Improving Presto Architectural Decisions with Alluxio Shadow Cache at Meta (Facebook)

With the collaboration between Meta (Facebook), Princeton University, and Alluxio, we have developed “Shadow Cache” – a lightweight Alluxio component to track the working set size and infinite cache hit ratio. Shadow cache can keep track of the working set size over the past window dynamically and is implemented by a series of bloom filters. Shadow cache is deployed in Meta (Facebook) Presto and is being leveraged to understand the system bottleneck and help with routing design decisions.

Motivation and Background

At Meta (Facebook), Presto is a distributed real-time query engine using SQL language as an interface to perform fast, interactive queries on petabytes of data. It supports standard ANSI SQL, including queries, aggregations, JOINs, and window functions.

Alluxio is the data orchestration platform as a critical technology supporting Presto and various other data analytics applications and use cases. Alluxio creates a virtual data layer that federates data from any file system or object store, provides a unified namespace across storage systems, and serves the data to the applications using industry-standard interfaces with fast data access.

To improve the performance of Presto, understanding the impact of cache size and cache hit ratio is essential. Presto needs to know certain caching information from Alluxio to determine whether expanding cache size can help improve cache hit ratio and performance when the cache storage is limited. This information is also helpful to optimize caching algorithms. We also want to optimize the routing algorithm for better balance and efficiency. As a result, how to better track and manage Alluxio cache data is key to presto optimization decisions.

Two key questions need to be addressed from Presto’s side:

1. How to size the cache for each tenant?

2. What is the potential cache hit ratio improvement?

We propose “Shadow Cache,” a lightweight Alluxio component for tracking working set size and cache hit rate.

To answer the first question, Shadow Cache will tell the administrator how many non-duplicate bytes the cache has received in the past 24 hours to estimate the future cache demand. For the second question, Shadow Cache will tell the administrator how many requests hit the cache if the cache can keep all the requests over the last 24 hours, i.e., the unhit ones are the ones that never came up, so the maximum hit rate of the cache can be calculated.

This lightweight Alluxio component, Shadow Cache, can provide insights on the cache working set and how cache hit rate would look like if there is infinite cache space. In order to monitor the cache state of the cluster, we define the following key metrics.
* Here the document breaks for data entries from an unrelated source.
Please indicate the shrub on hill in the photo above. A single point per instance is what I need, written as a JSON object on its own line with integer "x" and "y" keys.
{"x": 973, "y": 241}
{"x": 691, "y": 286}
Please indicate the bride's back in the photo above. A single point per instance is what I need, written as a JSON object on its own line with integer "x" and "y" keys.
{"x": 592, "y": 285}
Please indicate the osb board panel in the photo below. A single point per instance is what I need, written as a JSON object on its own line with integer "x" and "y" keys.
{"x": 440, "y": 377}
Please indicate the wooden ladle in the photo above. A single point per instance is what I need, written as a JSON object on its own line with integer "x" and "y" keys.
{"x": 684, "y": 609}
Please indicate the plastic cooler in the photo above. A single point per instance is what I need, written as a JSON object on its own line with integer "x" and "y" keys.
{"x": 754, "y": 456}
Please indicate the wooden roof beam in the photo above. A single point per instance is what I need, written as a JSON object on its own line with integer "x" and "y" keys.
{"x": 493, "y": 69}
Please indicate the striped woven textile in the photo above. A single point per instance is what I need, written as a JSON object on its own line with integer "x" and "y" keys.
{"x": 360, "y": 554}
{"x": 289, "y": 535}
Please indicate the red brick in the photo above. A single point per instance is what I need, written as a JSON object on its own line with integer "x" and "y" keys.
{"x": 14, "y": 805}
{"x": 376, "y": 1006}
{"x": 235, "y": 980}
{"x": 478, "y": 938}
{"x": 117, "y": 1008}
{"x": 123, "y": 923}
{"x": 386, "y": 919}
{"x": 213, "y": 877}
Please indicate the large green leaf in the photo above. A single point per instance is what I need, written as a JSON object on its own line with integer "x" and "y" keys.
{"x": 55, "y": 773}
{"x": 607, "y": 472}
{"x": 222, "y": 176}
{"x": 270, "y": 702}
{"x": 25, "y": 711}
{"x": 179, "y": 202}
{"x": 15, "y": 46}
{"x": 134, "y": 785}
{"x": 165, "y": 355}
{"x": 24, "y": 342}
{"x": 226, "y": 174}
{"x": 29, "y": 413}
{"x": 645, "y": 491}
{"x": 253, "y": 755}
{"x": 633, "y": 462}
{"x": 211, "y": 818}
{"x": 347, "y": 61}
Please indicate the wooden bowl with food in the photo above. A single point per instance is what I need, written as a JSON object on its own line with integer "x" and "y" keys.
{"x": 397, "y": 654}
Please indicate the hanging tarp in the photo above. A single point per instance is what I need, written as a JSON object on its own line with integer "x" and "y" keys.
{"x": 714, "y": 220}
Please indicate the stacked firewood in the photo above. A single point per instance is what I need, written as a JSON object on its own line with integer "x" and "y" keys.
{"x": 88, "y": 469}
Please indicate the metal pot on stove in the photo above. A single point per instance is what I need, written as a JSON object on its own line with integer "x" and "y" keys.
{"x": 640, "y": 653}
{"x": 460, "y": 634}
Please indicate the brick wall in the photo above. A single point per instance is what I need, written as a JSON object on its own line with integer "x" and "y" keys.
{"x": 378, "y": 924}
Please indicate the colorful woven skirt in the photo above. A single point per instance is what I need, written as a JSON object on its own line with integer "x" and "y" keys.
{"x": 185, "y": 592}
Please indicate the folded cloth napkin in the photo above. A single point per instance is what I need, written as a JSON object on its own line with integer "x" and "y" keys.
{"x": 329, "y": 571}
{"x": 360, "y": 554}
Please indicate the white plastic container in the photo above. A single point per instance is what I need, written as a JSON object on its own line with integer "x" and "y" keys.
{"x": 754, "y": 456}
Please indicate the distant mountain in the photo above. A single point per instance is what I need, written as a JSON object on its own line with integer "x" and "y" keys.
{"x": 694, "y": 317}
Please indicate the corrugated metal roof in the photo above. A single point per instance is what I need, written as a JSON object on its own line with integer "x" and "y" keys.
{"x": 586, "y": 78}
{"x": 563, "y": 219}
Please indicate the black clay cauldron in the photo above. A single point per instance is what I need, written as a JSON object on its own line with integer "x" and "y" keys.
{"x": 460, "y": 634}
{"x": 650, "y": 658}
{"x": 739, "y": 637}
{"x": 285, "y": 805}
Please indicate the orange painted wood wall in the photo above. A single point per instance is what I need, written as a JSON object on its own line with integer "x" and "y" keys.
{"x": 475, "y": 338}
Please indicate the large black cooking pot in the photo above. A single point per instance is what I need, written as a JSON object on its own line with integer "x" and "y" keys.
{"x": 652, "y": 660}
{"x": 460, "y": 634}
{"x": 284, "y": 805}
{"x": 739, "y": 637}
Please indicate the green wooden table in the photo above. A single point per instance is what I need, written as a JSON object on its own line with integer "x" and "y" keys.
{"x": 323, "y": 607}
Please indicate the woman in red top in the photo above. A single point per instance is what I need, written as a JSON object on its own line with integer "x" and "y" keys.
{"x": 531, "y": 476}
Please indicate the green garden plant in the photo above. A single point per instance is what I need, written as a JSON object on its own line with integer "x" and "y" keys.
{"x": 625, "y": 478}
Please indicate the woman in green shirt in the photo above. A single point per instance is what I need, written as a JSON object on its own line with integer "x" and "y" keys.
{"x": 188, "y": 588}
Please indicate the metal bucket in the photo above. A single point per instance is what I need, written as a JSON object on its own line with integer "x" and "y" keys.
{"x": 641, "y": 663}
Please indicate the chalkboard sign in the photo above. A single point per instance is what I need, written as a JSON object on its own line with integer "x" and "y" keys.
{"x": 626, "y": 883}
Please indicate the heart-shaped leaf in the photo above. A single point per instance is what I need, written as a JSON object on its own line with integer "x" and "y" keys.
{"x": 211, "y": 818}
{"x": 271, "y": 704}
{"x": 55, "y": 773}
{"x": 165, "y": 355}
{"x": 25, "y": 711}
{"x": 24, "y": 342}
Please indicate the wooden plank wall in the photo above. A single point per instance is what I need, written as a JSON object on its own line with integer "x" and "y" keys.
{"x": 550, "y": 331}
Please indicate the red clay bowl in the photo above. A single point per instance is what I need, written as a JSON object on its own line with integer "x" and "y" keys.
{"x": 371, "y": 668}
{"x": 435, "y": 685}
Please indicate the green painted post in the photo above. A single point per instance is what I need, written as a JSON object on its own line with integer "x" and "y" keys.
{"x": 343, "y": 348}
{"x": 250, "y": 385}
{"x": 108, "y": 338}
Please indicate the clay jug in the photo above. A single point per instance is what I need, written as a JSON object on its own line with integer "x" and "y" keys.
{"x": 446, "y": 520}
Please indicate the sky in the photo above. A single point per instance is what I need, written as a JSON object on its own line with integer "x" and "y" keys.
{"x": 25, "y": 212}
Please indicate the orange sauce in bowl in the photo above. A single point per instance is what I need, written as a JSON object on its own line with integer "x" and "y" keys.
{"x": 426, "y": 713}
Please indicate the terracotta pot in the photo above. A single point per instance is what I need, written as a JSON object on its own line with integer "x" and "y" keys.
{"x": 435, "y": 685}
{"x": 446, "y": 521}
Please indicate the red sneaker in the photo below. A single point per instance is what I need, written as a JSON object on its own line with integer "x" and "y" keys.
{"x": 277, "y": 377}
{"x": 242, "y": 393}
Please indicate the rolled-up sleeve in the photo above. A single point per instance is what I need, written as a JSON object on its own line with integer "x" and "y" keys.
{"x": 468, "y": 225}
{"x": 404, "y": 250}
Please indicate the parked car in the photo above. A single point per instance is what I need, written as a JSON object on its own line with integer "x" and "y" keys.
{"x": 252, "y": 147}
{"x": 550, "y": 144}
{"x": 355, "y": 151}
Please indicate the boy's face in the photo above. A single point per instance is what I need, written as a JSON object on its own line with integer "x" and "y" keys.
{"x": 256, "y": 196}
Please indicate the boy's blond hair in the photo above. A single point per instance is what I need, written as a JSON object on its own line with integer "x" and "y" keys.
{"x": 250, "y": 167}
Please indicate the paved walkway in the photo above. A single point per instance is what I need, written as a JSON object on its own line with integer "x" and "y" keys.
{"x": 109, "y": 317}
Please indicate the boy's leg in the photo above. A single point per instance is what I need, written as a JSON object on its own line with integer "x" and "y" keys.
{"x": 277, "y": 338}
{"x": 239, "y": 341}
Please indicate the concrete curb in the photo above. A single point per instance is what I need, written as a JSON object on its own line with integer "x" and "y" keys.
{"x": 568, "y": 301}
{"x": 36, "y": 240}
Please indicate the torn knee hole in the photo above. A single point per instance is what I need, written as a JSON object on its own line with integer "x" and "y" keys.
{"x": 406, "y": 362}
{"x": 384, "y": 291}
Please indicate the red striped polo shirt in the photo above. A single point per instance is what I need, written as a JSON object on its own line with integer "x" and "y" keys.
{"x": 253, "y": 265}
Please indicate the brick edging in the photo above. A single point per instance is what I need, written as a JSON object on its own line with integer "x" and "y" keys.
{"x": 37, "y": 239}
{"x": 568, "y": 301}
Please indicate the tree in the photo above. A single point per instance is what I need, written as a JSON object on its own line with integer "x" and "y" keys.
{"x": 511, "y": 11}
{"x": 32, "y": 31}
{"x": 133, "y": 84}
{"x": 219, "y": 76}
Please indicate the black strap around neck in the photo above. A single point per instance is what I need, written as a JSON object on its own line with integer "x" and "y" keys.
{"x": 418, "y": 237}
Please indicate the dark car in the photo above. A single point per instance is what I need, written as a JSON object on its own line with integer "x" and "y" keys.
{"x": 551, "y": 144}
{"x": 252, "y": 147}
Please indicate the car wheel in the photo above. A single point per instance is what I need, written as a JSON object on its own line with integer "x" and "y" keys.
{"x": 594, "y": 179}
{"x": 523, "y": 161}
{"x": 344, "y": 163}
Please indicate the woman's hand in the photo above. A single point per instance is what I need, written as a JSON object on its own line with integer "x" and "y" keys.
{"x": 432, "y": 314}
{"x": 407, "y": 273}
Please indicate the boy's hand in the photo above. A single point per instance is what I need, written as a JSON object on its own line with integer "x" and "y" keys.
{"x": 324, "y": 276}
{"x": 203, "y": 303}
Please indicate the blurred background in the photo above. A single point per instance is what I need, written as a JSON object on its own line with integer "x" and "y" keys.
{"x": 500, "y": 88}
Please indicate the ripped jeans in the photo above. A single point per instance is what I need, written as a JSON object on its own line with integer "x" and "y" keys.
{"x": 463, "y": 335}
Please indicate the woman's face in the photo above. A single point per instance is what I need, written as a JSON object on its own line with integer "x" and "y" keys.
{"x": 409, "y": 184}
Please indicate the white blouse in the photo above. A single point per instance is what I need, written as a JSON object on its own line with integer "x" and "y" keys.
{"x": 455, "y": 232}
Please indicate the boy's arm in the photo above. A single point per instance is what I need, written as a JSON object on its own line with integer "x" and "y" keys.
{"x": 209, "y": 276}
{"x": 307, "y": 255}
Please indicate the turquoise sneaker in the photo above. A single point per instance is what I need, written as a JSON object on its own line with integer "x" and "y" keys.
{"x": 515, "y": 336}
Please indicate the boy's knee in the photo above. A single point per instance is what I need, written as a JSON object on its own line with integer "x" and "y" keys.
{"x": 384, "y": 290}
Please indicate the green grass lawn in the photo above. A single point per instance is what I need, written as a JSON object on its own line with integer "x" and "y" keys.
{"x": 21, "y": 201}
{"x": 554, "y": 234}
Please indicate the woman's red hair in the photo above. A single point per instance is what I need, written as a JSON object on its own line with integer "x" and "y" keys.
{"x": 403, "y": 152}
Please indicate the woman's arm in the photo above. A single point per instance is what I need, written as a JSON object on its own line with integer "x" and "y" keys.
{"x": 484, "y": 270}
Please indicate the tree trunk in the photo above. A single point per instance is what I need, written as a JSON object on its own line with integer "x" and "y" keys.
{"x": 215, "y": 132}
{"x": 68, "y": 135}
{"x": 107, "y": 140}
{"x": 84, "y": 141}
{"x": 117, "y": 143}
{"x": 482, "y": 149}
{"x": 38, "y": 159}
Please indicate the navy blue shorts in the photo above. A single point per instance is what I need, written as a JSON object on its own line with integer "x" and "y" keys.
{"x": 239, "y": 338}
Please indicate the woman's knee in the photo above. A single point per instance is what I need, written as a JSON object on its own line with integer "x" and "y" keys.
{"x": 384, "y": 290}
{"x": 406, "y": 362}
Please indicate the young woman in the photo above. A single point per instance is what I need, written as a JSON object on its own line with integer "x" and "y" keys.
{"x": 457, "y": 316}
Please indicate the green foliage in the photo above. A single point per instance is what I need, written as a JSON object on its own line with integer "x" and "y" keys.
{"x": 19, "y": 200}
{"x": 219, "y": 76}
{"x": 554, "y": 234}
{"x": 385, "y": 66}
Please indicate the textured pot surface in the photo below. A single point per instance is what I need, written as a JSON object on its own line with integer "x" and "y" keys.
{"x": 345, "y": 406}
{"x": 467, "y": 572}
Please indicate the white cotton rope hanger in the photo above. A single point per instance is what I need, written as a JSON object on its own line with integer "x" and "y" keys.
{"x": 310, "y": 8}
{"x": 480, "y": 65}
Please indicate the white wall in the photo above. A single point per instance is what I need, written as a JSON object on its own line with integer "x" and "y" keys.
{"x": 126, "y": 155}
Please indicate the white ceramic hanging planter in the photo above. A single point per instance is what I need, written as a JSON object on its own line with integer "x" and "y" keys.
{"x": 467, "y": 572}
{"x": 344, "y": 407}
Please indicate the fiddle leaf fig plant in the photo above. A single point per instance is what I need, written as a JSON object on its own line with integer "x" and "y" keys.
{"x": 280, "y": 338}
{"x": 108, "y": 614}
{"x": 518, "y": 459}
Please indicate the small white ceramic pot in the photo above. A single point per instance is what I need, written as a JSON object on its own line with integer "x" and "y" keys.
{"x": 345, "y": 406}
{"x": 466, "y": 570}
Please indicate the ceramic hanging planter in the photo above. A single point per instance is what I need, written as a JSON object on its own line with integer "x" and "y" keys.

C1: Real Cache usage at a certain point in time
C2: Shadow cache working set in a time window (1 day / 1 week)
H1: Real Cache hit-rate
H2: Shadow Cache hit-rate

The Challenge

While we have attempted to provide the above metrics for Alluxio’s cache, we have encountered several challenges.

Low Memory and CPU Overhead

The Shadow Cache is a lightweight component that keeps track of the size of cached working sets. It is difficult to keep track of an “infinite” working set with limited memory. Shadow Cache must also have a low CPU overhead since it caches the data when processing each query. Otherwise, user requests will be blocked for a long time.

Accuracy

Shadow Cache must also guarantee accuracy. In Presto, Shadow Cache measures the cache status of a cluster, and if the estimated limit cache hit rate is too low, Presto may wrongly determine that this job is cache-unfriendly. In contrast, if the estimated limit cache hit rate is too high, Presto may believe that expanding the cache of the cluster at this point will significantly improve the overall performance.

Dynamic Update

Presto and other modern data applications are mainly used for discovering current or future trends. Therefore, Shadow Cache should also discard obsolete items in real-time. Otherwise, it is likely to bring noise interference to the decision. Sliding windows are one of the most common methods for storing the newest items, but creating the data structure for the sliding window model is not easy. When the window slides, we need to delete the items that were just moved out in real-time. It is important to find the item that needs to be deleted as fast as possible and delete it.

The Solution

In light of the two requirements of high accuracy and low overhead, we immediately think of the Bloom filter, which has gained popularity in various distributed databases. Shadow Cache estimates the working set size and limit hit rate based on the Bloom filter. Here is how Bloom filters solve the three challenges.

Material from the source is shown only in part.